寄生虫
☆☆☆

結局、告白はできなかった。


家まで送ってくれた京介だけれど、その間の会話の内容はほとんどが室井さんの事だった。


京介もきっと室井さんという子の事が好きなんだろう。


ストレスを発散するために出かけたのに、気になる事が1つ増えてしまっただけだった。


「ただいま……」


落ち込んで玄関を開けると、目の前のリビングのドアからバラが出て来た所で「暗い顔して」と、しかめっ面をされてしまった。


あたしはバラを無視してキッチンへと向かった。


コップにミネラルウォーターを注いて一気に飲み干す。


最後の一口が気管に入り、激しくむせた。


嫌な気持ちを、室井さんの話を飲みこんでしまおうと思ったのに、それはあらぬ場所へと入ってあたしの中からは出て行ってくれない。

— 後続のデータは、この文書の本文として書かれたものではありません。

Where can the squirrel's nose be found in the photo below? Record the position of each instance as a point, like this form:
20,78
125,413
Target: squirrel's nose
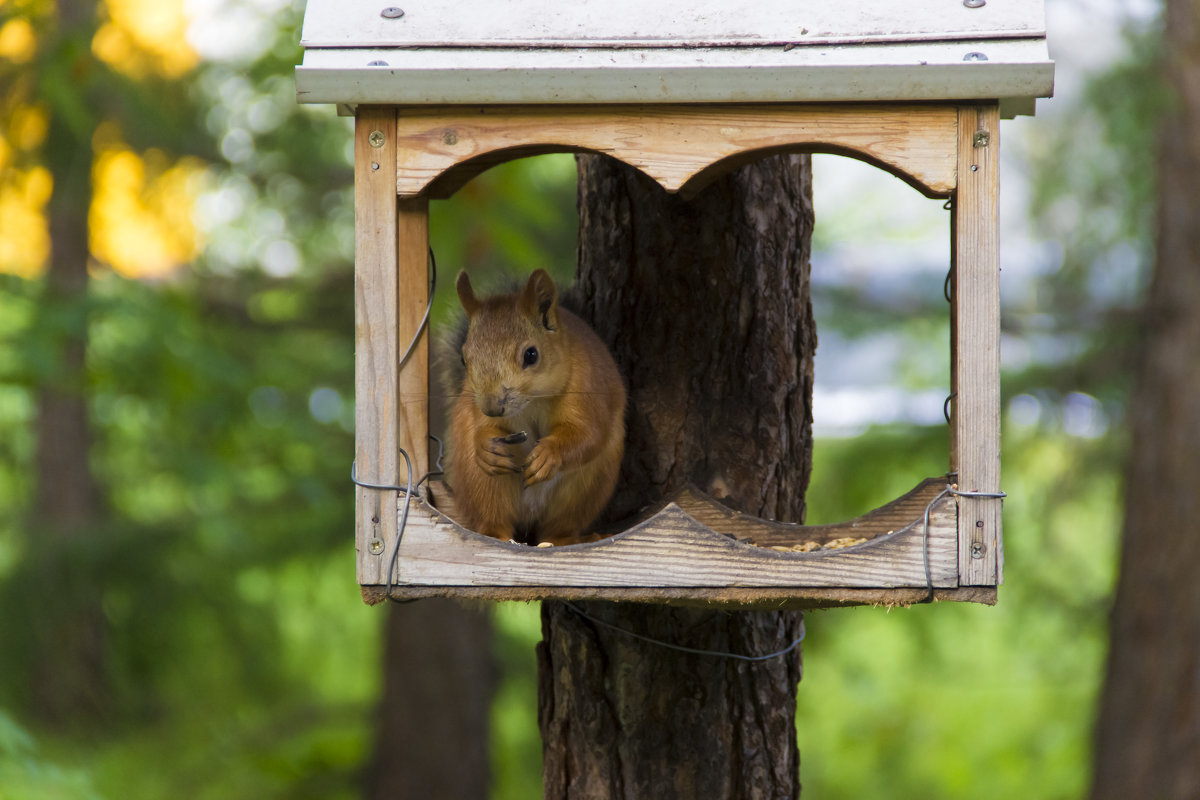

それ所か、しっかり現実を見る事のできないあたしを更に苦しめる。


「サナギ、帰ってたの?」


お母さんがそう言い、せき込んでいるあたしの背中を慌ててさすった。


「慌てて水を飲むからむせるのよ」


呆れた声が聞こえてくる。


あたしは涙目になりながら頷いた。


その通りだ。


あたしはいつも早すぎるか、遅すぎるかなんだ。


タイミングがわからない。


だから、バラのようにうまく動くこともできないんだ……。